Hello, I hope the weather is good wherever you are, and that you are getting some time to rest and recover after what was, for almost all of you, a very tiring week. But I’m also aware that a sizeable number of readers of the Coaching Letter are on the West Coast, and badly affected by the fires that are devastating huge areas—who would have thought it was possible for so many crises to coincide. I am so sorry that so many people are having to cope with so many difficult situations—it just doesn’t seem fair.
I listened to, or had conversations with, many district leaders last week, and I know how much time, thought, and energy went into opening schools. For what it’s worth, thank you for all your hard work–I know it has been supremely challenging. Also last week, I spent a little time working on my latest book project, on how schools and districts can better leverage coaching to support their strategy for meeting district goals.
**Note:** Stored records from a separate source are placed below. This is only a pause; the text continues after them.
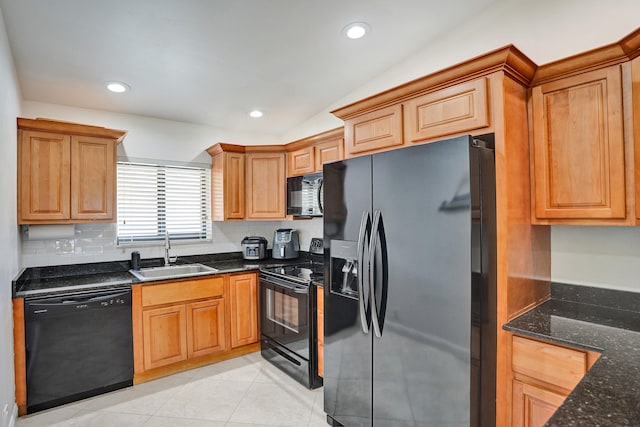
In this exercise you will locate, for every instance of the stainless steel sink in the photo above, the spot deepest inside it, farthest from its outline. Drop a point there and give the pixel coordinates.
(172, 272)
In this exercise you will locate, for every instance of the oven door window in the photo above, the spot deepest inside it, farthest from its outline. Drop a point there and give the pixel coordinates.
(282, 309)
(284, 316)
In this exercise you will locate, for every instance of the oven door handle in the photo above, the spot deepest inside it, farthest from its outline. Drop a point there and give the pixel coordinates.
(281, 284)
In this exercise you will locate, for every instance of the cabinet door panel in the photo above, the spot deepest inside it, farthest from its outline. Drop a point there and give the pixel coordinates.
(455, 109)
(93, 178)
(300, 161)
(533, 406)
(205, 328)
(228, 189)
(266, 186)
(329, 151)
(555, 365)
(578, 147)
(374, 131)
(164, 336)
(44, 191)
(243, 296)
(234, 191)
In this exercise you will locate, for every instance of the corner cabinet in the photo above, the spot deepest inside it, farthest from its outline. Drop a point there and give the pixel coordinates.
(266, 179)
(578, 153)
(66, 172)
(228, 180)
(182, 320)
(308, 155)
(543, 376)
(180, 325)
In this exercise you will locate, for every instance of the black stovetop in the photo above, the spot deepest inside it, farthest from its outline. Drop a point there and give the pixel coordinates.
(307, 272)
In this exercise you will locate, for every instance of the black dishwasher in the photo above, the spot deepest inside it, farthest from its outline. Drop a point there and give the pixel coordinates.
(78, 345)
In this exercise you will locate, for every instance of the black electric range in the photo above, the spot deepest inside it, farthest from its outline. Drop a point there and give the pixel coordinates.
(288, 321)
(303, 273)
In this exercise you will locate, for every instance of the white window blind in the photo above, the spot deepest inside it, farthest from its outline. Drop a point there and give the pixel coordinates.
(157, 199)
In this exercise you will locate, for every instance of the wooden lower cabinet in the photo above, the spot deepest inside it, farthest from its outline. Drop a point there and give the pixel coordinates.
(165, 336)
(243, 302)
(320, 311)
(543, 376)
(533, 405)
(205, 328)
(180, 325)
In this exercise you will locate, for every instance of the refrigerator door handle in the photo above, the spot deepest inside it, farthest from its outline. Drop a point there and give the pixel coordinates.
(365, 228)
(375, 233)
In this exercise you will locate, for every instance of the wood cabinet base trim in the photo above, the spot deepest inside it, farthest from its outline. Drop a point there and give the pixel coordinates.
(19, 355)
(186, 365)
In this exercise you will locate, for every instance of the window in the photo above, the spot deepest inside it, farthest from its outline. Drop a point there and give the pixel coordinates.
(155, 199)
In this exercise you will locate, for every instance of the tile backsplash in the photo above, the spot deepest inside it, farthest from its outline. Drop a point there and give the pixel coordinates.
(97, 242)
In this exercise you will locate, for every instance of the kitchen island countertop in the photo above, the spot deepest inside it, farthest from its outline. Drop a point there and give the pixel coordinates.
(599, 320)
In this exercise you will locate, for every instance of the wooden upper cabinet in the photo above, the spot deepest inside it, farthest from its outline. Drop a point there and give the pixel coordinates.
(66, 172)
(93, 178)
(455, 109)
(228, 184)
(374, 131)
(300, 161)
(243, 302)
(266, 179)
(307, 155)
(578, 159)
(328, 151)
(44, 176)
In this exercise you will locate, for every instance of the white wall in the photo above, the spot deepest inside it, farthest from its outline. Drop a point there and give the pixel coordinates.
(96, 242)
(605, 257)
(150, 138)
(9, 254)
(545, 30)
(154, 139)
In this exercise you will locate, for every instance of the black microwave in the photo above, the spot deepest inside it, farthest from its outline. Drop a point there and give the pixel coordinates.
(304, 195)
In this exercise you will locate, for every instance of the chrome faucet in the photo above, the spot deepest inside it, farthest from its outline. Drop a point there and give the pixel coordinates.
(167, 246)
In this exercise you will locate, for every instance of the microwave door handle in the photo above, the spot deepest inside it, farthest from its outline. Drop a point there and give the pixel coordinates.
(319, 196)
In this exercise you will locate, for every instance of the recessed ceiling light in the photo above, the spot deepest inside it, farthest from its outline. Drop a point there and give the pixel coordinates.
(356, 30)
(118, 87)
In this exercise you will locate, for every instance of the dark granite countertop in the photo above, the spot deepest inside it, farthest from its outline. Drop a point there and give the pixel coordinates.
(603, 320)
(46, 281)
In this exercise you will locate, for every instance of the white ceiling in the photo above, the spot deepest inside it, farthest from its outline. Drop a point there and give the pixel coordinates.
(211, 61)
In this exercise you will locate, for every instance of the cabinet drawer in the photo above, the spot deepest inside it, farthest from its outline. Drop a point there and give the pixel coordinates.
(173, 292)
(555, 365)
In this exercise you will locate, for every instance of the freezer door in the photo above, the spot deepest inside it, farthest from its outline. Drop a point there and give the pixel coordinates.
(421, 274)
(347, 345)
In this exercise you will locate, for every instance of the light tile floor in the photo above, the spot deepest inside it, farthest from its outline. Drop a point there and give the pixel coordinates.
(243, 392)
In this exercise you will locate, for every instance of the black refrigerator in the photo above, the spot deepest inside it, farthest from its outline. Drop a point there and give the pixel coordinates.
(410, 286)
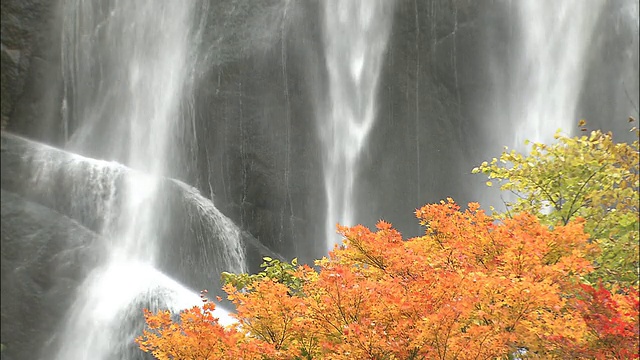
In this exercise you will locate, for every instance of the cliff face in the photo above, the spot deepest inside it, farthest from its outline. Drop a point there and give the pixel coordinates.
(249, 137)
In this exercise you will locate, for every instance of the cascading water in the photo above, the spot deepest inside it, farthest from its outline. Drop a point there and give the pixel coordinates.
(355, 40)
(551, 65)
(126, 64)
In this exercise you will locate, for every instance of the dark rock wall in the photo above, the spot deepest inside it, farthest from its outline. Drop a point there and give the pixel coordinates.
(30, 65)
(250, 140)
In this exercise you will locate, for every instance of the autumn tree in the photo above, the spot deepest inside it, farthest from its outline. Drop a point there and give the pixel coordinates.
(468, 288)
(591, 177)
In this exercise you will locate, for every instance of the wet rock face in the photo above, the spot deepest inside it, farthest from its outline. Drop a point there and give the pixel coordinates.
(253, 144)
(45, 257)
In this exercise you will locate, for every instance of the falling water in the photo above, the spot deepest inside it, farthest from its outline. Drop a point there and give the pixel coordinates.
(551, 65)
(126, 66)
(355, 39)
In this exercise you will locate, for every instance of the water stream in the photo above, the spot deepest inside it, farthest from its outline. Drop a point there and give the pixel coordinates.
(126, 67)
(355, 40)
(550, 65)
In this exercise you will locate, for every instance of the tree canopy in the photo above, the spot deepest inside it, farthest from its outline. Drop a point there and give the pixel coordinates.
(528, 283)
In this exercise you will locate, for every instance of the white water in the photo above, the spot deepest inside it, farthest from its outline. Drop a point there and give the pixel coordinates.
(98, 314)
(126, 66)
(551, 65)
(355, 40)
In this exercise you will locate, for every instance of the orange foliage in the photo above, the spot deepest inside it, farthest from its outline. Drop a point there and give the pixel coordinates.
(469, 288)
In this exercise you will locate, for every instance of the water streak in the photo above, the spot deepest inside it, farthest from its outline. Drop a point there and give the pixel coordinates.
(551, 65)
(127, 69)
(355, 40)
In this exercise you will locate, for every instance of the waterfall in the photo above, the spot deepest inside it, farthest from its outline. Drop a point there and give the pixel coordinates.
(355, 41)
(126, 70)
(551, 64)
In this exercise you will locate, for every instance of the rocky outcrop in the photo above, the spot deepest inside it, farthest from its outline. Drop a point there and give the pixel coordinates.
(197, 242)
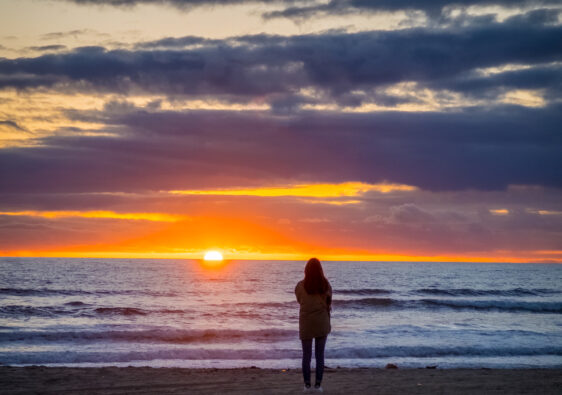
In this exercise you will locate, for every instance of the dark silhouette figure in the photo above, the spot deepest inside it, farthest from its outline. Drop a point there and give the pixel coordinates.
(314, 295)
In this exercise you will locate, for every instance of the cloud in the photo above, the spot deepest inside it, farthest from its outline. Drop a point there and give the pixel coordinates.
(432, 8)
(47, 48)
(346, 68)
(348, 189)
(167, 150)
(156, 217)
(12, 125)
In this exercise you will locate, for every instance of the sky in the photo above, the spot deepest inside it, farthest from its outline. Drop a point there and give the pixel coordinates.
(282, 129)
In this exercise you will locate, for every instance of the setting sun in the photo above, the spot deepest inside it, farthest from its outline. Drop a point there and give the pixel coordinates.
(213, 256)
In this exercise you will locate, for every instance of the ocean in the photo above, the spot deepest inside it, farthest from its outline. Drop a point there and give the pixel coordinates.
(160, 313)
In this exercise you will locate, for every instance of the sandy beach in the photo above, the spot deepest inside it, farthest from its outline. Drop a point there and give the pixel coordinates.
(112, 380)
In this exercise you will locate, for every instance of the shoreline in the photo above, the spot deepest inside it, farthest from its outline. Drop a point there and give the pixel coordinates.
(147, 380)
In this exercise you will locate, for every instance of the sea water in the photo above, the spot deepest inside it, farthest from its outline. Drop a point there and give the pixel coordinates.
(98, 312)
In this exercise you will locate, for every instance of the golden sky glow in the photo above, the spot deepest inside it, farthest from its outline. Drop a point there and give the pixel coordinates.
(346, 189)
(156, 217)
(165, 129)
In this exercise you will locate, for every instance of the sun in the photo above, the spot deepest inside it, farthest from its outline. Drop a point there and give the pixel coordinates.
(213, 256)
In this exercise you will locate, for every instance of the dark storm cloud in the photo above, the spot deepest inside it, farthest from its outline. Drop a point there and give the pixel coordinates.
(476, 149)
(247, 67)
(308, 8)
(432, 8)
(47, 48)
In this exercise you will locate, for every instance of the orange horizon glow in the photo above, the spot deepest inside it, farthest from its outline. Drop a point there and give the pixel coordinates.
(318, 191)
(283, 256)
(155, 217)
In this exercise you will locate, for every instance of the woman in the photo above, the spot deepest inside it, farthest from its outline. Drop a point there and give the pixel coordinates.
(314, 295)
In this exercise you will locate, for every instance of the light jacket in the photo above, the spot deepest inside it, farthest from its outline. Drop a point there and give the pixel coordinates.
(314, 313)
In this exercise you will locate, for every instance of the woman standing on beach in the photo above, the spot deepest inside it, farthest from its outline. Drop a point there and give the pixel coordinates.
(314, 295)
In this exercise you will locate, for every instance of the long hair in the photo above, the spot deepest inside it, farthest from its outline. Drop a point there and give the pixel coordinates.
(314, 280)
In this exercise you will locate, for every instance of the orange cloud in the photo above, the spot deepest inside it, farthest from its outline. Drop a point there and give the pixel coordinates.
(346, 189)
(156, 217)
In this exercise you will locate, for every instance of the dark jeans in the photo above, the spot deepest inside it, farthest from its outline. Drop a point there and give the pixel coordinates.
(319, 346)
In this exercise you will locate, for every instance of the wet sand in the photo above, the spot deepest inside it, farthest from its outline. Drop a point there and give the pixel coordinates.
(113, 380)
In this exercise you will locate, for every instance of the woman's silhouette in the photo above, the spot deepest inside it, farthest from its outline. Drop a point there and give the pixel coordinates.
(314, 295)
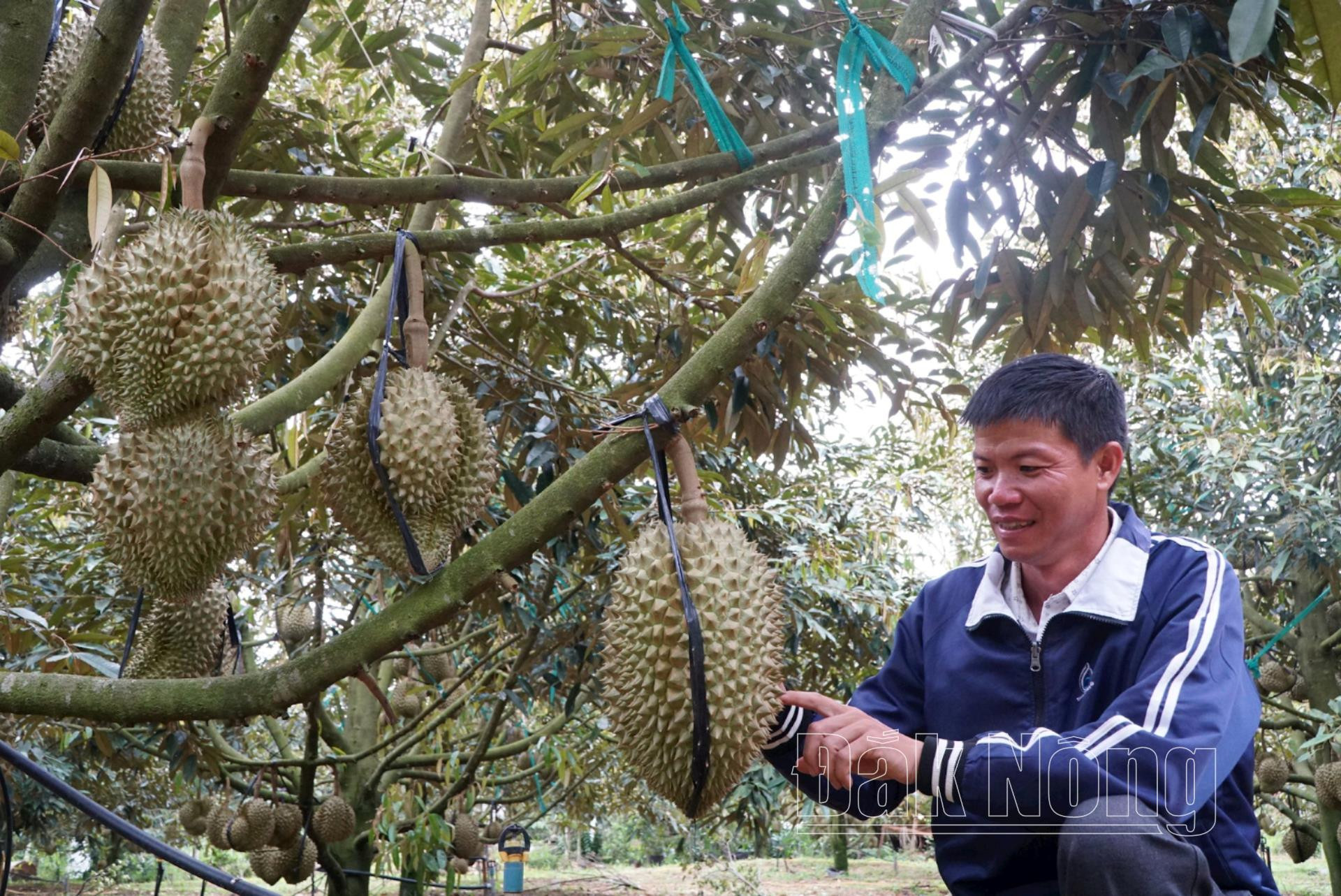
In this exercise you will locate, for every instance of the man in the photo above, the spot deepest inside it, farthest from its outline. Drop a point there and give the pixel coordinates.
(1077, 702)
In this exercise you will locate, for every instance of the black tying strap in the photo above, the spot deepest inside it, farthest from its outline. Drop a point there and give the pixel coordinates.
(654, 413)
(131, 633)
(121, 98)
(397, 306)
(125, 829)
(235, 638)
(57, 15)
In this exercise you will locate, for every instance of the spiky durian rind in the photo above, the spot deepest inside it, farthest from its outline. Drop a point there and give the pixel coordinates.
(648, 656)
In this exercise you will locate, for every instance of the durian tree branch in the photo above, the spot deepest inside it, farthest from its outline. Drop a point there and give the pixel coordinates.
(84, 108)
(51, 399)
(243, 82)
(300, 256)
(443, 597)
(23, 46)
(507, 192)
(177, 24)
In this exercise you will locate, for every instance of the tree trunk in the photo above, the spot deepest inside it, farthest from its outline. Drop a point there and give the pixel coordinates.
(1320, 671)
(840, 846)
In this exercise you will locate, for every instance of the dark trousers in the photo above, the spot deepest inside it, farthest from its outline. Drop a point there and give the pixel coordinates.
(1108, 848)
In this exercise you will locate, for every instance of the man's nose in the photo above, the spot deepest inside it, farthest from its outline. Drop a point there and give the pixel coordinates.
(1004, 491)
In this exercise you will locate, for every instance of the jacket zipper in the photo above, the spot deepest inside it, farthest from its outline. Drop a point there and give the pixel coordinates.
(1036, 668)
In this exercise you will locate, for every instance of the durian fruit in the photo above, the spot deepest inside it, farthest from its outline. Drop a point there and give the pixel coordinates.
(1273, 773)
(179, 638)
(1298, 845)
(217, 825)
(648, 656)
(439, 457)
(177, 321)
(288, 823)
(405, 702)
(300, 860)
(149, 113)
(1274, 677)
(268, 862)
(176, 504)
(439, 666)
(295, 624)
(261, 825)
(1326, 781)
(193, 814)
(466, 835)
(333, 820)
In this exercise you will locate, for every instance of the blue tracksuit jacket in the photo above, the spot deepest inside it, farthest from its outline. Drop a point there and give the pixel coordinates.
(1139, 686)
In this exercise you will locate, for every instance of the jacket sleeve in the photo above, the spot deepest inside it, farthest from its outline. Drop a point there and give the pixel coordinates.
(893, 696)
(1170, 740)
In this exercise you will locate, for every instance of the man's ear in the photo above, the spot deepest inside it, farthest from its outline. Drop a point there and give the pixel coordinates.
(1109, 462)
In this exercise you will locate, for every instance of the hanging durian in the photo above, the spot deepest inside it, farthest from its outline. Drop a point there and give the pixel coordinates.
(193, 814)
(149, 113)
(405, 702)
(288, 824)
(648, 648)
(179, 638)
(268, 862)
(295, 624)
(1273, 773)
(1274, 677)
(1298, 844)
(176, 504)
(300, 860)
(466, 835)
(437, 666)
(333, 820)
(180, 320)
(435, 447)
(1326, 781)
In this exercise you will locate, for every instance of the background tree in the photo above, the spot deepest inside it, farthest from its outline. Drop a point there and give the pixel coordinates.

As frequently happens, I ended up following a rabbit trail—in this case, about personality. I was trying to chase down a hunch about the kinds of people who are hired as coaches. This led me to take the HEXACO Personality Inventory online.
I learned some interesting things. I score very low on emotionality overall, but very high on sentimentality (don’t laugh, Gail); that I am high on social self-esteem but not very sociable (no surprise); that I have the perfect average score for agreeableness but apparently in the bottom 10% for forgiveness (I wouldn’t have guessed that); that while I am average for conscientiousness (brought down by my lack of perfectionism—no surprise there either), I score exceptionally high on altruism. Oh, and I also score very high on greed-avoidance, which apparently means that I don’t care much about luxury goods.
Anyway, just the language in the information about the test made me think about educators, especially with the opening of school in the midst of a pandemic—sincere, fair, modest, gentle, flexible, patient, organized, diligent, prudent, inquisitive, creative, altruistic. I found myself in tears.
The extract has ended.